When John Wesley served as a missionary to the American colonies, he had a difficult time with General James Oglethorpe. The general was known for his pride and harshness. One time Oglethorpe declared, “I never forgive.” Wesley replied, “Then, Sir, I hope you never sin.” [Jesus’ Blueprint for Prayer, Discovery Bible Series, p. 22]

Justice is when you get what you deserve. Mercy is when you don’t get what you deserve. Grace is when you get what you don’t deserve.

Earlier in same sermon during which Jesus teaches his disciples the prayer we are studying, Jesus said "You have heard that it was said, ’You shall love your neighbor and hate your enemy.’ But I say to you, Love your enemies and pray for those who persecute you, so that you may be children of your Father in heaven...” [Mt 5:43-5] And Paul echoes this teaching when he writes to the Romans,

“Do not be overcome by evil, but overcome evil with good.” [Rom 12:21] That is how God treats us. Instead of punishing us for our sins, he overcame them with the sacrifice of Jesus. Instead of making us earn his favor, he just pours it out upon us. Grace is the pattern that God gives us to follow.

If you are struggling with forgiving someone, remember that forgiving takes time. Corrie ten Boom once told of being able to forget a wrong that had been done to her. She had forgiven the person, but she kept rehashing the incident and so couldn’t sleep. Finally, she cried out to God for help in putting the problem to rest. She wrote this about the incident: "His help came in the form of a kindly Lutheran

pastor, to whom I confessed my failure after two sleepless weeks." "Up in the church tower," he said, nodding out the window, "is a bell which is rung by pulling on a rope. But you know what? After the sexton lets go of the rope, the bell keeps on swinging. First ding, then dong. Slower and slower until there’s a final dong and it stops. I believe the same thing is true of forgiveness. When we forgive, we

take our hand off the rope. But if we’ve been tugging at our grievances for a long time, we mustn’t be surprised if the old angry thoughts keep coming for a while. They’re just the ding-dongs of the old bell slowing down." "And so it proved to be. There were a few more midnight reverberations, a couple of dings when the subject came up in my conversations, but the force—which was my willingness in the matter—had gone out of them. They came less and less often and at the last stopped altogether: we can trust God not only above our emotions, but also above our thoughts."

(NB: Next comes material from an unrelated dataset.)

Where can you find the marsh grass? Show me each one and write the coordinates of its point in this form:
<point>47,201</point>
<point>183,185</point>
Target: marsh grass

It’s not that she couldn’t remember that something had happened. If she chose to, Corrie could have brought the incident back to mind. But she dethroned the memory and refused to let it control her life. If there is any grievance you are hanging onto, it is poisoning your soul. Get rid of it.

Jesus implies it is unthinkable for a forgiven person to not forgive. It should be an automatic reaction. A couple of verses after the one we are studying today, Jesus says if you do not forgive others, neither will your Father forgive your trespasses.” [Mt 6:14-15] Preacher Everett Fullam paraphrases it like this: “Father forgive my sins only to the extent I am willing to forgive those who have sinned against me.” [As quoted in J. Mark Copeland. After This Manner Pray.

(South Plainfield, NJ: Bridge Pub., 1992.) p. 157)

Oh - just one more thing - remember that I said that we’re not obliged to forgive those who haven’t repented? Well, that’s not quite true. We can’t rebuild the relationship until they have repented. But as long as you hang on to the hurt, you will never be free. God is ready to forgive the minute we turn to him. And so since it takes us so much longer to let go of our grievances than it takes for God, we’d better get started immediately in order to be ready when the time for forgiveness comes. And besides - who wants to be a slave to the past,or to pain, or someone else’s sin? Wouldn’t you like to be free?